The Supreme Court’s obscenity jurisprudence has never come close to stripping adults of First Amendment protections for their purely private fantasies, and the implications of our sanctioning this kind of governmental intrusion into individual freedom of thought are incredibly worrisome. This is an important and difficult case, and one that I strongly believe merits rehearing by this court sitting en banc. My colleagues apparently disagree, and I therefore urge the Appellant to seek certiorari from the Supreme Court.
. Section 1462 criminalizes the import or transportation of “any obscene, lewd, lascivious, or filthy book, pamphlet, picture, motion-picture film, paper, letter, writing, print, or other matter of indecent character” in interstate commerce.
. The only argument raised on appeal regarding these e-mails was that, as textual speech, the e-mails could not be obscene. The panel majority correctly pointed out that words can be obscene under the Miller test.
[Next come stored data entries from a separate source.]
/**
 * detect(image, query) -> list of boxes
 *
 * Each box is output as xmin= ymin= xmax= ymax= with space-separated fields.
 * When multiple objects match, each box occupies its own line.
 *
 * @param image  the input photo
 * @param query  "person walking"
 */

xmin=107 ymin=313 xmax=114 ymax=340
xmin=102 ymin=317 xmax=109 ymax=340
United States v. Whorley, 550 F.3d 326, 335 (4th Cir. 2008). Nonetheless, I believe we are obligated to review for plain error whether the district court should have dismissed these charges because of the significant implications of the majority’s decision for the First Amendment. See id. at 347-48 (Gregory, J., dissenting).
. Whorley has also raised an as-applied challenge to 18 U.S.C. § 1466A(a)(1), which he argues prohibits only visual depictions of actual minors. 1 agree and believe this is also an important issue for further consideration if not by this Court sitting en banc then by the Supreme Court. A straightforward reading of the statute shows that it prohibits images that "depictf] a minor engaging in sexually explicit conduct.” 18 U.S.C. § 1466A(a)(1)(A) (emphasis added). A minor is typically understood to be a "person under the age of eighteen years.” 18 U.S.C. § 2256 (emphasis added). Images of purely imagined children are not depictions of a minor person such that the prohibitions of § 1466(A)(a)(l) would apply. See Whorley, 550 F.3d at 351 (Gregory, J., dissenting). This interpretation of the statute is further bolstered by the fact that an interpretation that found § 1466A(a)(l) applied to depictions of both real and imagined children would render § 1466A(a)(2) superfluous. See id. at 351-52.